The fight over public employees' use of private devices to send emails and texts and the refusal from agencies they work for to turn over those missives has landed Grossmont Union High School District in court.
On January 13, San Diegans for Open Government attorney Cory Briggs sued the district, alleging officials declined to release emails and texts sent from Grossmont superintendent Tim Glover's private devices during his campaign for the passage of school-maintenance bond Measure BB.
Measure BB, approved by voters in November 2016, is expected to raise $128 million to pay for upgrading classrooms and completion of infrastructure projects. In the days leading up to the election, allegations were made that Glover began using his position, and personal devices, to lobby for the measure's passage and urge employees to help campaign. In late October, Briggs submitted a public records request asking for copies of Glover's emails and text messages on both district and private servers.

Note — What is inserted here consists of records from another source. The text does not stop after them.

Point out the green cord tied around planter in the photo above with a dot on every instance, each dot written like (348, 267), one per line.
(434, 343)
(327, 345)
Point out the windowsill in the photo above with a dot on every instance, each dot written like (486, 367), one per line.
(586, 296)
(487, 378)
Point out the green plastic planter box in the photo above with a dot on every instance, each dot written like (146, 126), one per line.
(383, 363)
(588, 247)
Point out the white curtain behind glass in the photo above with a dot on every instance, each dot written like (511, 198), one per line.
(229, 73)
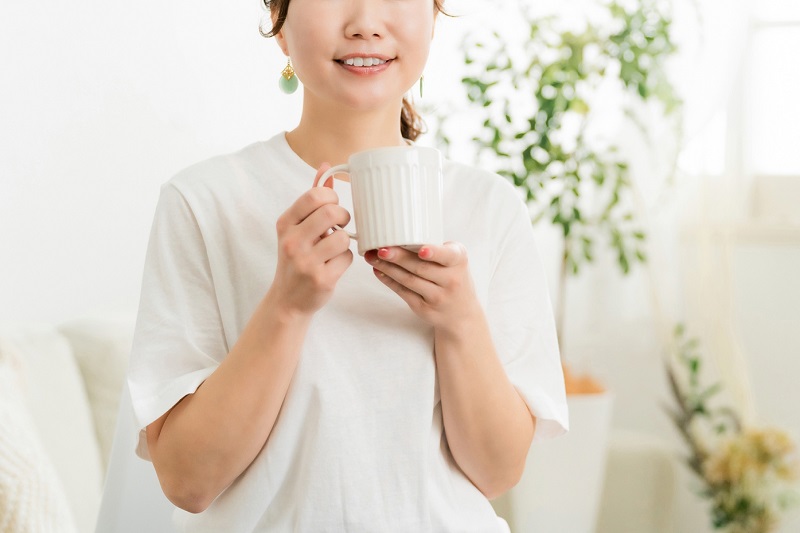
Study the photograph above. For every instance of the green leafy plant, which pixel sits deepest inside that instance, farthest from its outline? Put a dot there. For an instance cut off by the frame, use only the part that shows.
(534, 97)
(748, 474)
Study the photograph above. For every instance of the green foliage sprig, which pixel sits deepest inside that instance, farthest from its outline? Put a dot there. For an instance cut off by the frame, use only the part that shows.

In his request, Briggs said he had reason to believe Glover "may have engaged in illegal, potentially criminal, political activity" by compelling teachers, students, and parents, on private and public servers, to campaign for Measure BB during district hours, including making campaign calls. Glover also allegedly used district funds to buy food and refreshments for those working the phones.
Attorneys for Grossmont Union High School District denied any such violations occurred and declined to turn over emails or texts.
After a series of email exchanges, Grossmont attorneys rebuked Briggs for alleging any wrongdoing while admitting that mistakes were made.
"[T]he allegations are completely false and extremely disheartening for Dr. Glover," reads a November 18 letter from the district's outside counsel, Peter Fagan. "District staff, including Dr. Glover, who in their private capacity worked on the bond campaign, were directly educated about the rules and regulations.... Dr. Glover and other District staff were careful to adhere to the strict rules and regulations related to the bond campaign."
Fagan then admitted errors did transpire.
"However, there were a few times that Dr. Glover and/or other district staff inadvertently sent bond campaign messages over the district server instead of only using personal emails. Such emails include those district employees inadvertently sent from their district accounts to Dr. Glover's personal account. Again, there was no direct effort to send emails using the district system, rather the only intent was to abide by the rules and regulations. The mistake of using the wrong email address was a very rare occurrence."
For now, the scope of the lawsuit rests entirely on potential violations of California's Public Records Act. It is unclear if additional legal action over alleged campaign violations is underway.